Todo me sonreía. Era rico; pertenecía a la familia más ilustre de mi pueblo; amábanme mis padres; había sido dotado por Dios de un alma entusiasta; adoraba lo bello y lo grande, y todo era bello y grande para mí en la tierra y en el espacio.

La muerte del día, el amanecer de la luna, los rumores del campo que me vio nacer, los himnos amorosos que preceden al sol por la madrugada, el variado aroma de las flores, todo hablaba a mi corazón... Pero ¡ay! su lenguaje era triste, desconsolador, como la memoria de un bien perdido...

¡Lloraba yo! ¿Por qué?

¿Era el sufrimiento mi predestinación? ¿Traje en mi alma el germen de la melancolía? ¿Había sellado Dios mi frente con la marca de un dolor indefinible, excepcional, privilegiado?

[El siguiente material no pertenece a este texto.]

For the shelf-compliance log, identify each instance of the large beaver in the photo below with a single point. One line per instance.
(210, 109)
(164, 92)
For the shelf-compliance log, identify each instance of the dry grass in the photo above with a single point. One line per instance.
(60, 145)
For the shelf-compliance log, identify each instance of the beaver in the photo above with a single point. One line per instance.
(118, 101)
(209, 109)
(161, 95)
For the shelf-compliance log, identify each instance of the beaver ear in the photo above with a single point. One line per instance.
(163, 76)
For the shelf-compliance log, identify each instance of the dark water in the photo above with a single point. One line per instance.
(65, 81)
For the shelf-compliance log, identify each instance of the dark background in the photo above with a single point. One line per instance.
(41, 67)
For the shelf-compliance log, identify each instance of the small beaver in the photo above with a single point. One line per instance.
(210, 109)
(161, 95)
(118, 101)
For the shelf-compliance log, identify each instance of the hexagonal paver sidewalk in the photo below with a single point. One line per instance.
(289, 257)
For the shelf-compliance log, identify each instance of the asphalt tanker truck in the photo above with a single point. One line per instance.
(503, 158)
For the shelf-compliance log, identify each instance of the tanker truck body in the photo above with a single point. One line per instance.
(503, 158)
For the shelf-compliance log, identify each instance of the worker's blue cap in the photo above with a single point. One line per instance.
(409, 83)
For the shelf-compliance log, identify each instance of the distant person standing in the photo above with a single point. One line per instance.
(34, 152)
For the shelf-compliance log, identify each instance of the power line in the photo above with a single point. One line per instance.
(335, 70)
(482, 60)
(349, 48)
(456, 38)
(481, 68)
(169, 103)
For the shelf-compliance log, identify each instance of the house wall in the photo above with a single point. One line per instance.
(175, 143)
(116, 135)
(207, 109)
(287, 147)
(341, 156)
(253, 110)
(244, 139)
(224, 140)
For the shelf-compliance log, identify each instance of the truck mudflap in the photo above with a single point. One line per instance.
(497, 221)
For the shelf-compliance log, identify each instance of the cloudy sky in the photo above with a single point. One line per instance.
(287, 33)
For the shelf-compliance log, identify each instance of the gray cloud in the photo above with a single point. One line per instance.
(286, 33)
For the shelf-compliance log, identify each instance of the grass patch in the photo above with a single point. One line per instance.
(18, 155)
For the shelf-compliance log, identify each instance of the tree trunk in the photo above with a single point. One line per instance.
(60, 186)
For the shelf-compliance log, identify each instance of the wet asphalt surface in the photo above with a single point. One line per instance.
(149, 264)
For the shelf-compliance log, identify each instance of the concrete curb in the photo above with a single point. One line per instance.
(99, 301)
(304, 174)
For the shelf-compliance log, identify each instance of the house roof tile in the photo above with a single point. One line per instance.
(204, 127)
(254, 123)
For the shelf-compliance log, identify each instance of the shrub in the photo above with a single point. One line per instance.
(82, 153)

¿Por qué no era yo como los demás hombres? ¿Por qué mi disgusto hacia las cosas que ellos amaban tanto? ¿Por qué mi aislamiento sobre la tierra? ¿Qué deseaba yo? ¿Qué necesitaba? ¿Qué aristocracia de seres representaba en la vida? ¿Era yo más ángel o más demonio que el resto de la humanidad? ¿Cuál era mi jerarquía? Degradación o preeminencia, ¡yo la aborrecía, yo la rechazaba! Ser como todos era mi constante deseo... ¡Había en mí una superabundancia de vida que me agobiaba! ¿Qué crimen había yo cometido antes de nacer para que se me impusiera aquel tormento extraordinario? ¿Qué premio más alto que el de los demás me esperaba a mí en pago de tan incesante martirio? ¡Ah! ¡Cuánto me odiaba!

En esta situación decidí viajar, a fin de esparcir mi alma por el universo y dejar en cada horizonte una cantidad de pensamiento y de melancolía.


II


A Agustín Bonnat


-Agustín, ¿cómo se llama la enfermedad que sufría mi amigo?

-Celibato intelectual, moral y físico.

-¿Qué lo produce?

-El demasiado talento madurado precozmente en la soledad, o sea en compañía de tontos y de necios.

-¿Cómo se cura?

-Con tres mujeres: primero, una coqueta; luego, un ángel que se muera amando al paciente, y, por último, una mujer que se haga amar.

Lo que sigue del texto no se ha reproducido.